LendingClub doesn’t charge prepayment penalties, which means if you decide to pay off your loan in full before your term ends, you won’t have to pay any fees or penalties. Those looking for smaller loans may qualify for a LendingClub loan, which starts at $ 1,000. The maximum loan amount you can take out is $ 40,000. And like the other two lenders, LendingClub allows you to add a co-applicant when looking for financing.

At the end of the line

A personal loan can be an essential way to get quick financing for large expenses. And while the idea of ​​paying it all off might seem daunting, having a co-applicant take the loan with you can take some of that pressure off.

Of course, not all personal loans allow co-applicants, so you should check before submitting your application. And as always, seek the advice of a financial planner if you’re in doubt about whether a personal loan can help you reach your goals.

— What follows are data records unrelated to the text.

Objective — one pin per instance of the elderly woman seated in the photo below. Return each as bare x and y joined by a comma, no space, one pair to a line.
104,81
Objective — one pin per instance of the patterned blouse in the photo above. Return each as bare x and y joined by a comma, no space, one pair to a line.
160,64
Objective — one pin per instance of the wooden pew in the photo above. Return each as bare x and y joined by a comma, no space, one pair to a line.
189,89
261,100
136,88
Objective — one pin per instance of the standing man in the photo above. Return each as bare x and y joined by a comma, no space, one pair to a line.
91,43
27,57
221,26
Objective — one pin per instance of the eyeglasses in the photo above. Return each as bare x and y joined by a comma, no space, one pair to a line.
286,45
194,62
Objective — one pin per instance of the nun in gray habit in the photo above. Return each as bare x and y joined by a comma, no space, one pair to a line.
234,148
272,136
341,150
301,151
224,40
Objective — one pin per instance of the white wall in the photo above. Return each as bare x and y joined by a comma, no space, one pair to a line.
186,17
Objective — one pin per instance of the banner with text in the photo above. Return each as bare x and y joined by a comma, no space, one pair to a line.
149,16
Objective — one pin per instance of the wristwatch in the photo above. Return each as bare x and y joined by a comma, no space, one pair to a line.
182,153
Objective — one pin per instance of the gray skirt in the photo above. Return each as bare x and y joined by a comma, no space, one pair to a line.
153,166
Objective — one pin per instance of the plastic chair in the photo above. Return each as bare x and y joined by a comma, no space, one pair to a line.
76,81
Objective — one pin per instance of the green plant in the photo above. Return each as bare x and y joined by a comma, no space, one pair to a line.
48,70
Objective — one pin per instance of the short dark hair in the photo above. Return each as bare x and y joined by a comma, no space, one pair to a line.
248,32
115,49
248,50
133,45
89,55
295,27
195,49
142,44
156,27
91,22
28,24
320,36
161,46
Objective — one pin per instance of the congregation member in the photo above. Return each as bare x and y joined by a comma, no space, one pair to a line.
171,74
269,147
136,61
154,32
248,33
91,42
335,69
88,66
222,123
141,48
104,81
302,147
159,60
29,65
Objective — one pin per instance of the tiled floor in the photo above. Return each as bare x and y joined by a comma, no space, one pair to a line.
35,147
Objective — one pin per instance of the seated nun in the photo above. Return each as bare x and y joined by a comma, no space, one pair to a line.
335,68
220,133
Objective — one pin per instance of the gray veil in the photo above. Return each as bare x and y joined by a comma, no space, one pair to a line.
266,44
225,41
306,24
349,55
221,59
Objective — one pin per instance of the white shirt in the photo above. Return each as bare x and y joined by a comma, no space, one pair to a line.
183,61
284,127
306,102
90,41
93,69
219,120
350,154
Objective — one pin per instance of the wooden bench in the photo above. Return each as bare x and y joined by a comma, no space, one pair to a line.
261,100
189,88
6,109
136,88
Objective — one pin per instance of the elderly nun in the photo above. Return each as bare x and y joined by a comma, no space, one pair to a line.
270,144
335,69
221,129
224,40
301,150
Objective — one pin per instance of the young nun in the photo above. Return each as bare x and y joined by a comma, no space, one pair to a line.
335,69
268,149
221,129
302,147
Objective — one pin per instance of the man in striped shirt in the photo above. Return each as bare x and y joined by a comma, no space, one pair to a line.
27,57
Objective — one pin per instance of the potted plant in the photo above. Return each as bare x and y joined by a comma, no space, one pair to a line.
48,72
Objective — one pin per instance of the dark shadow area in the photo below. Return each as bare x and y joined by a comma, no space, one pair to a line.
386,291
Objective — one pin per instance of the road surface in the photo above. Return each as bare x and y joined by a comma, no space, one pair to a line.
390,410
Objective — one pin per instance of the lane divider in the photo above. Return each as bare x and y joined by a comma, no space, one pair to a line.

The terms of your LightStream loan, including the APR, may differ depending on the purpose of the loan, amount, term, and your credit profile. Excellent credit is required to benefit from the lowest rates. The rate is shown with the AutoPay discount. AutoPay rebate is only available before the loan is funded. Rates without AutoPay are 0.50% higher. Subject to credit approval. Conditions and limitations apply. The advertised rates and conditions are subject to change without notice. Example Payment: Monthly loan payments of $ 10,000 at 3.99% APR with a three-year term would result in 36 monthly payments of $ 295.20.

Editorial note: Any opinions, analysis, criticism or recommendations expressed in this article are the sole responsibility of the editorial staff of Select and have not been reviewed, endorsed or otherwise approved by any third party.